AI-Powered Ransomware "PromptLock" Marks a Dangerous New Chapter in Cybercrime

ESET researchers have uncovered what may be the first ransomware family to weaponize an open-weight large language model in real time, raising the stakes in the cat-and-mouse race between attackers and defenders.

The malware, dubbed PromptLock, is written in Golang and calls OpenAI’s recently released gpt-oss:20b model via the Ollama API. Instead of shipping with static code, PromptLock generates Lua scripts on the fly to scan files, exfiltrate sensitive data, and encrypt targets across Windows, Linux, and macOS.

“PromptLock leverages Lua scripts generated from hard-coded prompts to enumerate the local filesystem, inspect target files, exfiltrate selected data, and perform encryption,” ESET explained. The dynamic script generation means that no two infections look quite the same—an innovation that complicates traditional detection approaches.

A Proof-of-Concept With a Dark Trajectory

At present, ESET characterizes PromptLock as more of a proof-of-concept than a fully industrialized campaign. The ransomware uses the lightweight SPECK 128-bit encryption algorithm and hints at features for wiping or destroying data that are not yet functional. Still, the artifacts uploaded to VirusTotal from the U.S. on August 25, 2025, suggest active testing in the wild.

Adding to the stealth, PromptLock doesn’t require the entire model—measured in gigabytes—to be deployed locally. Instead, attackers can proxy traffic to a server running Ollama with the LLM already loaded, giving them flexible and scalable control over infections.

“PromptLock does not download the entire model… the attacker can simply establish a proxy or tunnel from the compromised network,” ESET noted.

Why This Matters: Ransomware Meets AI Unpredictability

By embedding AI into the execution chain, PromptLock illustrates a fundamental shift: ransomware can now evolve on the endpoint itself. Indicators of compromise (IoCs) are no longer predictable hash values or static code fragments—they morph with every run.

That variability echoes a wider challenge plaguing the AI industry. Despite layers of safeguards, large language models remain vulnerable to jailbreaks and prompt injections. Anthropic disclosed today that it banned accounts linked to threat actors who used its Claude model to prototype multiple ransomware variants, while new research into attacks like PROMISQROUTE demonstrates how adversaries can exploit cost-saving model-routing mechanisms to bypass safety filters.

“Prompt injection attacks can cause AIs to delete files, steal data, or make financial transactions,” Anthropic warned.

Expert Take: Prepare Without Panic

Security leaders caution against sensationalism but stress the need for AI-aware defenses.

“The rise of AI-powered ransomware is not a reason to panic or rip out defenses. It is a reminder that the fundamentals of security still matter, though they now need AI-aware adjustments,” said Dirk Schrader, VP of Security Research at Netwrix.

He emphasized that organizations practicing identity-first controls, least privilege, segmentation, behavioral detection, and strong backup hygiene are already ahead. The difference now is the need to detect behaviors that AI can uniquely produce—such as processes dynamically generating code or unusual tunneling to external AI endpoints.

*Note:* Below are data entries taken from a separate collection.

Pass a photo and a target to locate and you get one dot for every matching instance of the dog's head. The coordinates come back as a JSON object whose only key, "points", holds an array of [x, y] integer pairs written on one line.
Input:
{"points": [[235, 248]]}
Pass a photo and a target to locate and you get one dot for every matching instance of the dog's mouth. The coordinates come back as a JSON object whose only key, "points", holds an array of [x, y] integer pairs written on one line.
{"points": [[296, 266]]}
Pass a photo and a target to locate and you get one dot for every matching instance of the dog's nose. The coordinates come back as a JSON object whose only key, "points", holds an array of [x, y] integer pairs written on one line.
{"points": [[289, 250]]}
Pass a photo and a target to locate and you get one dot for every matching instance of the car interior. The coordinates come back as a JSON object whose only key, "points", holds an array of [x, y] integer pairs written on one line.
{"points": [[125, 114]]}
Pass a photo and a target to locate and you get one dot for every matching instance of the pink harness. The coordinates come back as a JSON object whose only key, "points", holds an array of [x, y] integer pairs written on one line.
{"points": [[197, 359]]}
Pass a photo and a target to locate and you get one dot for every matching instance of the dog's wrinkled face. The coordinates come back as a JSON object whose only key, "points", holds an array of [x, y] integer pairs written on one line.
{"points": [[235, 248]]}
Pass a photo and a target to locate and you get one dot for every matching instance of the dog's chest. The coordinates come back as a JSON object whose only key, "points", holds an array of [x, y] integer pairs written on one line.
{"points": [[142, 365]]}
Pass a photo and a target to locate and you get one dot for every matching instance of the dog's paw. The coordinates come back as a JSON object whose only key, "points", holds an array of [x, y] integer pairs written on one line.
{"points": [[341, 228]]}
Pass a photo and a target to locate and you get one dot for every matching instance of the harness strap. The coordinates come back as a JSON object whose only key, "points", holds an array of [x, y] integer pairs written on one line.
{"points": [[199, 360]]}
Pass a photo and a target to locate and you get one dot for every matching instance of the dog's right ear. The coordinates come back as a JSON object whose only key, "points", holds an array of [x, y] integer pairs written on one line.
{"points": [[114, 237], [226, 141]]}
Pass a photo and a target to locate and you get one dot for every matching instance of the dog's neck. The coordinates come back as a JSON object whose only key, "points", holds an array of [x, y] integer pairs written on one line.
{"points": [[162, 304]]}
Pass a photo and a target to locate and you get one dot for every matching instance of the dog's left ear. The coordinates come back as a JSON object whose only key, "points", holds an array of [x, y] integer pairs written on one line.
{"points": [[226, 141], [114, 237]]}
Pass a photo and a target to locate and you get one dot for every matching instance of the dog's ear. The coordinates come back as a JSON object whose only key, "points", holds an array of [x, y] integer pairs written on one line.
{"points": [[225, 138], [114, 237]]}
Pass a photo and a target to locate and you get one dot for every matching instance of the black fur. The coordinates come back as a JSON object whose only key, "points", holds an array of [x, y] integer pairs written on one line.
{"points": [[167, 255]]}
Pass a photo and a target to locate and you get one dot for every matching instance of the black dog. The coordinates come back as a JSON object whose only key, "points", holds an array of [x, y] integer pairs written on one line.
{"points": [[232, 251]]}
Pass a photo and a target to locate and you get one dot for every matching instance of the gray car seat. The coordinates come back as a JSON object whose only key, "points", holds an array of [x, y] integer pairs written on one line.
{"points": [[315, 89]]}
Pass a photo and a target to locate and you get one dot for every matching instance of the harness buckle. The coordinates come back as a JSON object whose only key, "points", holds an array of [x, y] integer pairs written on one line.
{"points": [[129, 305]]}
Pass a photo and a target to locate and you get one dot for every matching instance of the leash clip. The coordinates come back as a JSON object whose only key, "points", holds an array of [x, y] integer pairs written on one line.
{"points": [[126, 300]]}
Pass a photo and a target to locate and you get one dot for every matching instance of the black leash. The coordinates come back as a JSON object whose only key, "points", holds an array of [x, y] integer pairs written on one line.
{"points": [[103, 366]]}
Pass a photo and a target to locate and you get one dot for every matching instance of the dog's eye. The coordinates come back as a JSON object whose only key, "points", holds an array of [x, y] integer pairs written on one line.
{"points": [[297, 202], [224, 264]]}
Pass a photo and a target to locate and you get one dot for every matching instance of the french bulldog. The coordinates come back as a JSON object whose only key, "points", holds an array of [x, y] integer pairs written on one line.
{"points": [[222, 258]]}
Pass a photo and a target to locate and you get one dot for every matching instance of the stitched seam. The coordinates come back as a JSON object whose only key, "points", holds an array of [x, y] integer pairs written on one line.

“Preparation for such threats is not only technical but also cultural,” Schrader added. Developers, operators, and analysts must be trained on the safe use of AI, and organizations should rehearse incident scenarios that assume attackers will have AI in their toolkit. “The bottom line is neither panic nor complacency. AI will make ransomware evolve faster and harder to detect. Organizations that focus on identity, data minimization, and behavior-based detection, and that treat AI services as assets to control, will be in a stronger position to keep pace with this new wave.”